There’s been lots of discussion recently about the uptick in influence the fashion industry has had on politics, but it’s not so much as “the fashion industry” as it is, “people who have money who are also loosely affiliated with the fashion industry.” Nobody does this sh*t for free, least of all artists, who the Obama administration has a history of f***ing over, anyway. They haven’t been promised a DC fashion week, and while arguably necessary, I highly doubt Congress will ever be suitably convinced that a measure banning leggings worn as pants will ever truly be warranted.

So why is the fashion industry so keen to hop on the Obama bandwagon? Because, apparently, their Queen Bee wants the hell out of the fashion industry.

An article in Saturday’s Guardian mused that Anna Wintour might be rewarded with a political appointment in return for all the money she’sraising for Obama’s reelection campaign. Namely, that she’d be named the U.S. ambassador in England, a post that’s expected to open up later this year.

At first blush, the possibility of Wintour leaving Vogue for a jaunt back to her native London seems absurd, but the Guardian makes a good case for it. The post in question is traditionally reserved for deep-pocketed “friends” of the president, as it’s a cushy job that doesn’t require much heavy lifting when it comes to diplomacy. Recent history supports this: The position is currently occupied by 74-year-old Louis Susman, a retired vice-president of Citigroup, whose fund-raising abilities during Obama’s 2008 campaign earned him the nickname “the vacuum cleaner.” During the Bush administration, the spot was held by wealthy supporters William Farish and Robert Tuttle.
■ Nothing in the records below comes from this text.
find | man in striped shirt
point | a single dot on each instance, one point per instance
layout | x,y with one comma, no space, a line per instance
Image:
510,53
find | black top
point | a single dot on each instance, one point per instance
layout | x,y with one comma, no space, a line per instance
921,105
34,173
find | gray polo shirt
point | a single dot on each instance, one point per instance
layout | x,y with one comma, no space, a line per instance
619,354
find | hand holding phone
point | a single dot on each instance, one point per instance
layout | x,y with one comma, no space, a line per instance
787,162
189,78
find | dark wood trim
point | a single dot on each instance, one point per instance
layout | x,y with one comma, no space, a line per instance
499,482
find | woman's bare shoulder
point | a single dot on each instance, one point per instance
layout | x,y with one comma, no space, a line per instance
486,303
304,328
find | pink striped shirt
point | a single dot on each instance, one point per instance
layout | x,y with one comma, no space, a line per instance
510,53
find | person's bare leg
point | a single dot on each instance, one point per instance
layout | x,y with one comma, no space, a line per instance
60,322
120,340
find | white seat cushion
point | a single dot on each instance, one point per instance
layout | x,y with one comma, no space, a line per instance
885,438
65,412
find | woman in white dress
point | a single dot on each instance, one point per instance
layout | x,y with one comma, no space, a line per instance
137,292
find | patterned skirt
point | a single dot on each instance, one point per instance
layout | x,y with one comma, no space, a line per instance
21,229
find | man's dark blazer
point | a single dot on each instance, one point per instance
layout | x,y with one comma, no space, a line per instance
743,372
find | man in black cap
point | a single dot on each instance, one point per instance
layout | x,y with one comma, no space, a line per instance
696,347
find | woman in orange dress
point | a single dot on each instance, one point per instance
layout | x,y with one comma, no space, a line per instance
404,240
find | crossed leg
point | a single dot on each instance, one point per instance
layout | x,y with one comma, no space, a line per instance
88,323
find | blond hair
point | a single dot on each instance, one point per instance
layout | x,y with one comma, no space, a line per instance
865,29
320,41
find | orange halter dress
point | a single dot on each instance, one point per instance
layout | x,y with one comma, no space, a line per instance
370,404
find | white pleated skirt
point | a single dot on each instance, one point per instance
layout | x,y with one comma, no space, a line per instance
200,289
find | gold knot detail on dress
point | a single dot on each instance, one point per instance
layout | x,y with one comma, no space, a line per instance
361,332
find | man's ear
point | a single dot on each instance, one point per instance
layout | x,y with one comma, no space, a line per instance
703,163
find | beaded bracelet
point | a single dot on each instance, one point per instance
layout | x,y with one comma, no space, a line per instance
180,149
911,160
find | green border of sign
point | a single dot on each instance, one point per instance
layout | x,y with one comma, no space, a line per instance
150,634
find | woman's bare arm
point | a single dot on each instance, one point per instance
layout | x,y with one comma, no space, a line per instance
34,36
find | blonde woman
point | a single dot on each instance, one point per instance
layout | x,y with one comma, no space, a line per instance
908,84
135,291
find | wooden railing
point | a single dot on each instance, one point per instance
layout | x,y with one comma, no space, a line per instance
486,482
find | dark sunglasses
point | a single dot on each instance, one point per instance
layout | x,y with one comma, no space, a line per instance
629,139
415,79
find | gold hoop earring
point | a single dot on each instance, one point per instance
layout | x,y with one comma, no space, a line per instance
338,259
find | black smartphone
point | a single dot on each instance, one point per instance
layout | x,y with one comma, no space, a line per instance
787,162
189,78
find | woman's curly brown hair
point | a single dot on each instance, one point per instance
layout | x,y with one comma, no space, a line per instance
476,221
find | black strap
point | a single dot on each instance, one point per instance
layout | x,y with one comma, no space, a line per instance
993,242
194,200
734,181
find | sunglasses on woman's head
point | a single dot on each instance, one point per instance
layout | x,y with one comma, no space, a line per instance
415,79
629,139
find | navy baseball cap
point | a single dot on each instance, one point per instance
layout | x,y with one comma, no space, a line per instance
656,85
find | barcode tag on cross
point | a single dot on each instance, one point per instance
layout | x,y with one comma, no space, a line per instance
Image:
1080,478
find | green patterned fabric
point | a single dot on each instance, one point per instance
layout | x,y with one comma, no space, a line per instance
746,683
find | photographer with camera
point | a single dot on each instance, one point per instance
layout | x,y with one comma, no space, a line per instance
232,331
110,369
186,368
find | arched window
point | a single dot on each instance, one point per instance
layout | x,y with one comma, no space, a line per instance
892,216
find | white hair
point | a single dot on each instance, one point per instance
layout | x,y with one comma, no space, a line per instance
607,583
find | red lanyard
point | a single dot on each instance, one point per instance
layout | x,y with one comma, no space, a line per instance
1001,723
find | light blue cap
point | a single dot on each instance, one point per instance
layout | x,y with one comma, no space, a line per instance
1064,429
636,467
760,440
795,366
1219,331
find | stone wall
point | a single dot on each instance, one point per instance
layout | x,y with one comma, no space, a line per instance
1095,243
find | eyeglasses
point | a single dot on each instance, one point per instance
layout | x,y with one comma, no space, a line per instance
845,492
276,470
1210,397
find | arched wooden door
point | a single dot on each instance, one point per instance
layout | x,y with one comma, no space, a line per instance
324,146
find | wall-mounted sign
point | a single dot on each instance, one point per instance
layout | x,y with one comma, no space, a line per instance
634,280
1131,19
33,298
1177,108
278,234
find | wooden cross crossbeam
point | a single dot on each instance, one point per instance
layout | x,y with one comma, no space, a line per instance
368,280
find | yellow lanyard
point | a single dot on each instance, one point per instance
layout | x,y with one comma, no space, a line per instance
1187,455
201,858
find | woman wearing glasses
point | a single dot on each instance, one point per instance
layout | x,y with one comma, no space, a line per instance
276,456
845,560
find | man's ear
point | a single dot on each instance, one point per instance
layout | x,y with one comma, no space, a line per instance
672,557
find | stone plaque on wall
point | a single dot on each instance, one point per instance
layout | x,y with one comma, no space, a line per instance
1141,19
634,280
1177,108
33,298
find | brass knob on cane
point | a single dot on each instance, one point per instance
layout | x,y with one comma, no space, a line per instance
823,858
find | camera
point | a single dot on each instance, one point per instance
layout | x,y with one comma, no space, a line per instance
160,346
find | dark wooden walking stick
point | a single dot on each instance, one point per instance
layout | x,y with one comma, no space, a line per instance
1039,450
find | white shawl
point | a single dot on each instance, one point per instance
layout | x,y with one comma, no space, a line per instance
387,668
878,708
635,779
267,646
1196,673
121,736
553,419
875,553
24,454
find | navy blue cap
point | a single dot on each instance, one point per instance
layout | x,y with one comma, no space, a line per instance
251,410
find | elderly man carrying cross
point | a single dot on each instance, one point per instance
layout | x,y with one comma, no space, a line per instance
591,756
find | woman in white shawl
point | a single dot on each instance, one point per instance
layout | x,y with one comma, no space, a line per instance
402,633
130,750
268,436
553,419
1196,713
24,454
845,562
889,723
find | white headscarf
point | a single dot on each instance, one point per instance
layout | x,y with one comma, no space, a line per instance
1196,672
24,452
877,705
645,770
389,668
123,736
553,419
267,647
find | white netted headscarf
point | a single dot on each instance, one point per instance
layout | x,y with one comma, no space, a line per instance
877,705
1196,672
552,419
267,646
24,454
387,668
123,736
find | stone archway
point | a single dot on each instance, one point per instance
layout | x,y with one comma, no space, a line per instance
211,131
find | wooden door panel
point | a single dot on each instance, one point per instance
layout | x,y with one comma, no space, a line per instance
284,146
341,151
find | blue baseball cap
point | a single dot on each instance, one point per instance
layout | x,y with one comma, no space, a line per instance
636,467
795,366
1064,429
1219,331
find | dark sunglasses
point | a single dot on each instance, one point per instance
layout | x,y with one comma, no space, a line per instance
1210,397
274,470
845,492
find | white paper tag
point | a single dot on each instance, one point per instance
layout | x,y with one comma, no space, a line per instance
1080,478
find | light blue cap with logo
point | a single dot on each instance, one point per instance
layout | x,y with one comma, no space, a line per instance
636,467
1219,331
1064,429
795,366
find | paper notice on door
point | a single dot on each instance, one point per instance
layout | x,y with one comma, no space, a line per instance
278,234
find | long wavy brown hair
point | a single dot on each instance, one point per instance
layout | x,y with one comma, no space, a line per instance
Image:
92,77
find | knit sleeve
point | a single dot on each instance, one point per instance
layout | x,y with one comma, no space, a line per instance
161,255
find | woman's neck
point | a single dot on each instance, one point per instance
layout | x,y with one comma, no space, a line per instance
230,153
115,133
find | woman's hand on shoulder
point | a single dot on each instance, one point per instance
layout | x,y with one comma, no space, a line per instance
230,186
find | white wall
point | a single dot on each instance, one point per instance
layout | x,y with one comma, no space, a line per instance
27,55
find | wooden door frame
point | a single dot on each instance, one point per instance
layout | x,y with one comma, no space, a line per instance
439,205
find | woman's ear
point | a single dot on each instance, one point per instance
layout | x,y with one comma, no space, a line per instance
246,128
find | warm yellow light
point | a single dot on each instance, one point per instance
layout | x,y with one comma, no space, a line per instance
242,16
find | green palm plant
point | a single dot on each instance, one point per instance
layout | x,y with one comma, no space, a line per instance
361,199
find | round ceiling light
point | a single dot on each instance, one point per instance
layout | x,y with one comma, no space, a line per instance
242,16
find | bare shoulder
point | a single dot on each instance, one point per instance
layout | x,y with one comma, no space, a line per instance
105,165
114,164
This is harder than it looks, unfortunately. A great haircut and a reputation for angrily launching multiple cups of coffee won’t cut it. Hell, Doug Kmeic sold his entire moral code to the Obama campaign machine and all he got was Malta. A seat in England, glamorously royal as that is, is gonna take a lot of money and a lot of support to achieve, especially considering that after the appointment of all of his first-run high end donors was completed, Obama promised that wealthy Americans could no longer buy their way into diplomatic posts abroad, but that clearly was only applicable in a variety of extreme situations, considering the practice has been duly observed by the administration as recently as April.

Personally, Wintour seems especially suited to a job that requires the kind of diplomatic acumen that comes with being a fashion editor. She’d fill her calendar with ridiculously posh events where she’d be forced to extoll the virtues of third world dictators until it was necessary to stab them in the back with an ice pick and a smile. And no one’s more practiced at that than Anna Wintour.